Oracle linux/OCP setup
ssh to ocp instance
install java:
sudo yum install java -y
java -version
java version "11.0.15.1" 2022-04-22 LTS
Java(TM) SE Runtime Environment 18.9 (build 11.0.15.1+2-LTS-10)
Java HotSpot(TM) 64-Bit Server VM 18.9 (build 11.0.15.1+2-LTS-10, mixed mode)
install git:
sudo yum install git -y
install docker using Install Docker Engine on CentOS | Docker Documentation
sudo yum install -y yum-utils
sudo yum-config-manager \
--add-repo \
https://download.docker.com/linux/centos/docker-ce.repo
sudo systemctl start docker
sudo docker run hello-world
make the current user able to run docker without sudo:
sudo groupadd docker
sudo usermod -aG docker $USER
exit/logout of shell, then ssh back to the environment
verify docker runs without sudo:
docker run hello-world
install docker-compose:
sudo curl -L "https://github.com/docker/compose/releases/download/1.23.2/docker-compose-$(uname -s)-$(uname -m)" -o /usr/local/bin/docker-compose
sudo chmod +x /usr/local/bin/docker-compose
docker-compose --version
Do the stuff from the cheatsheet.md
read and follow - ziti-sdk-jvm/cheatsheet.md at main · openziti/ziti-sdk-jvm · GitHub
here’s a condensed version of what I did exactly:
make a new folder for docker compose, put the compose file and env file in that folder:
mkdir /tmp/docker
curl https://raw.githubusercontent.com/openziti/ziti/release-next/quickstart/docker/docker-compose.yml > /tmp/docker/docker-compose.yml
curl https://raw.githubusercontent.com/openziti/ziti/release-next/quickstart/docker/.env > /tmp/docker/.env
add postgres to compose file:
vi /tmp/docker/docker-compose.yml
# add postgres:
postgres-db:
image: postgres
#ports:
# - 5432:5432
networks:
- zitiblue
volumes:
- ./data/db:/var/lib/postgresql/data
environment:
- POSTGRES_DB=postgres
- POSTGRES_USER=postgres
- POSTGRES_PASSWORD=postgres
bring up docker:
cd /tmp/docker/
# if you see an error like:
# ERROR: no such image: :: invalid reference format
# you are not in the proper folder - cd to /tmp/docker
#
docker-compose -f /tmp/docker/docker-compose.yml -p pg up
add hosts entry (only do this one time):
echo "127.0.0.1 ziti-edge-controller" | sudo tee -a /etc/hosts
echo "127.0.0.1 ziti-edge-router" | sudo tee -a /etc/hosts
Ziti Setup
Copy and paste the commands exactly from the cheatsheet directly, do not transcribe/edit them.
Run the Sample
clone ziti-sdk-jvm:
git clone https://github.com/openziti/ziti-sdk-jvm.git
cd to the sample:
cd ziti-sdk-jvm/samples/jdbc-postgres
Results
[opc@clintozapr09b jdbc-postgres]$ git checkout gradlew
Updated 1 path from the index
[opc@clintozapr09b jdbc-postgres]$ git pull
remote: Enumerating objects: 5, done.
remote: Counting objects: 100% (5/5), done.

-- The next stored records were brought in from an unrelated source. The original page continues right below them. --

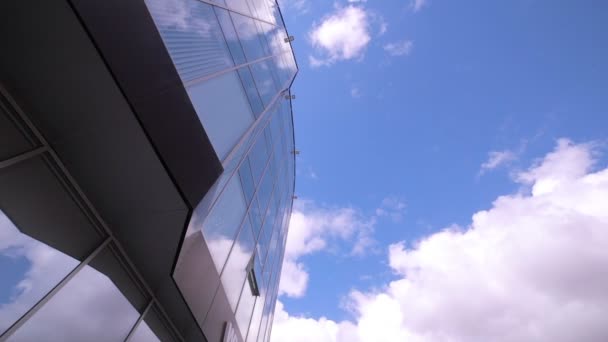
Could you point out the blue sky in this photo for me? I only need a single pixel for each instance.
(414, 116)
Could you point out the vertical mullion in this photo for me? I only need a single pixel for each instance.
(139, 320)
(21, 321)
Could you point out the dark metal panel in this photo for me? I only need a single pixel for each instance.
(127, 39)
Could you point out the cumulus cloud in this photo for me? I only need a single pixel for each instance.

remote: Compressing objects: 100% (2/2), done.
remote: Total 5 (delta 4), reused 3 (delta 3), pack-reused 0
Unpacking objects: 100% (5/5), 1.01 KiB | 1.01 MiB/s, done.

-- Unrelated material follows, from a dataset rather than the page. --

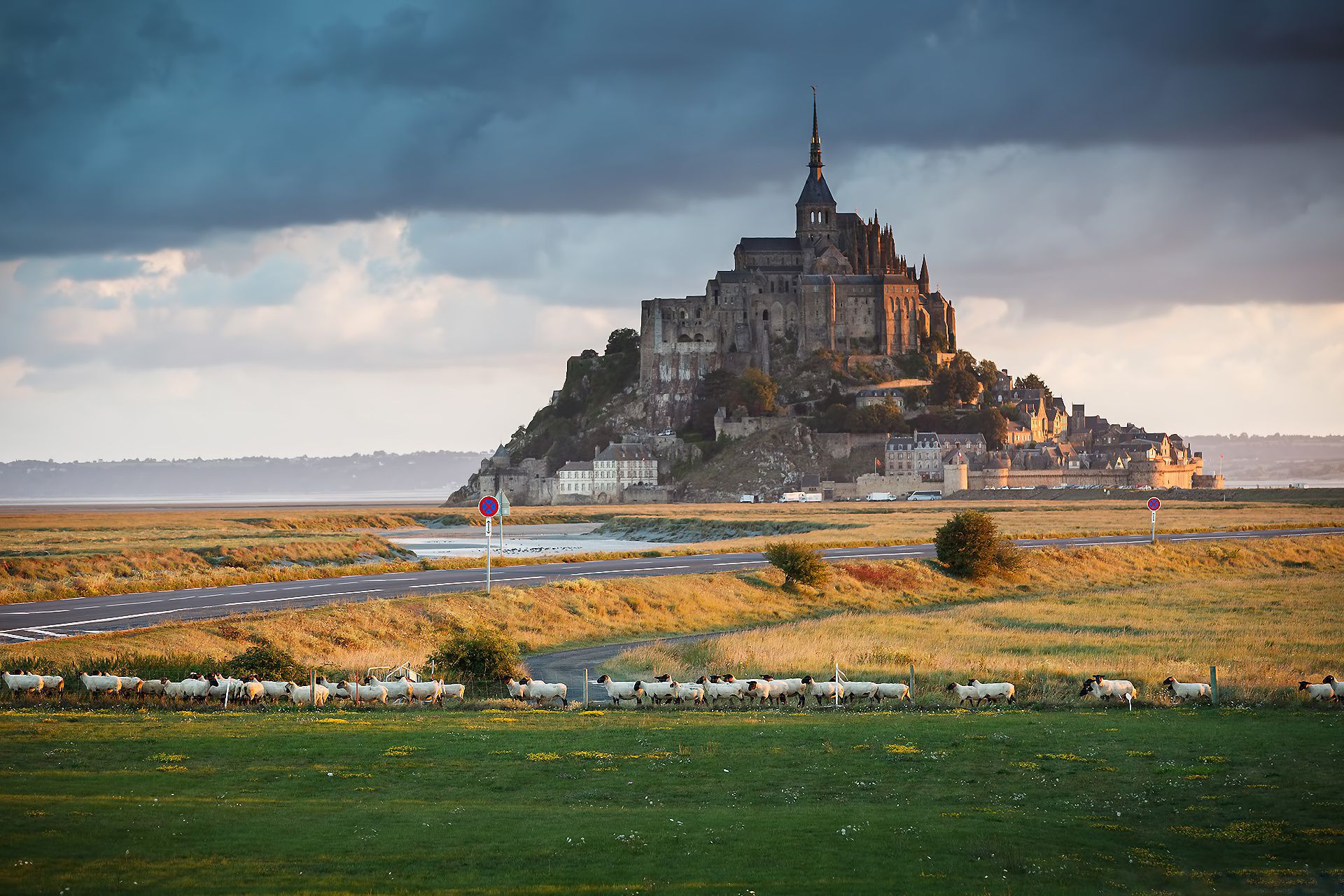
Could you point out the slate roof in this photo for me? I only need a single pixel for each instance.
(769, 245)
(625, 451)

From https://github.com/openziti/ziti-sdk-jvm
d10a02a..ff491f1 main -> origin/main
Updating d10a02a..ff491f1
Fast-forward
samples/jdbc-postgres/gradlew | 0
1 file changed, 0 insertions(+), 0 deletions(-)
mode change 100644 => 100755 samples/jdbc-postgres/gradlew
[opc@clintozapr09b jdbc-postgres]$ ./gradlew run --args="/tmp/java-identity.json"
> Task :run
SLF4J: Failed to load class "org.slf4j.impl.StaticLoggerBinder".
SLF4J: Defaulting to no-operation (NOP) logger implementation
SLF4J: See http://www.slf4j.org/codes.html#StaticLoggerBinder for further details.
WARNING: An illegal reflective access operation has occurred
WARNING: Illegal reflective access by retrofit2.Platform (file:/home/opc/.gradle/caches/modules-2/files-2.1/com.squareup.retrofit2/retrofit/2.9.0/d8fdfbd5da952141a665a403348b74538efc05ff/retrofit-2.9.0.jar) to constructor java.lang.invoke.MethodHandles$Lookup(java.lang.Class,int)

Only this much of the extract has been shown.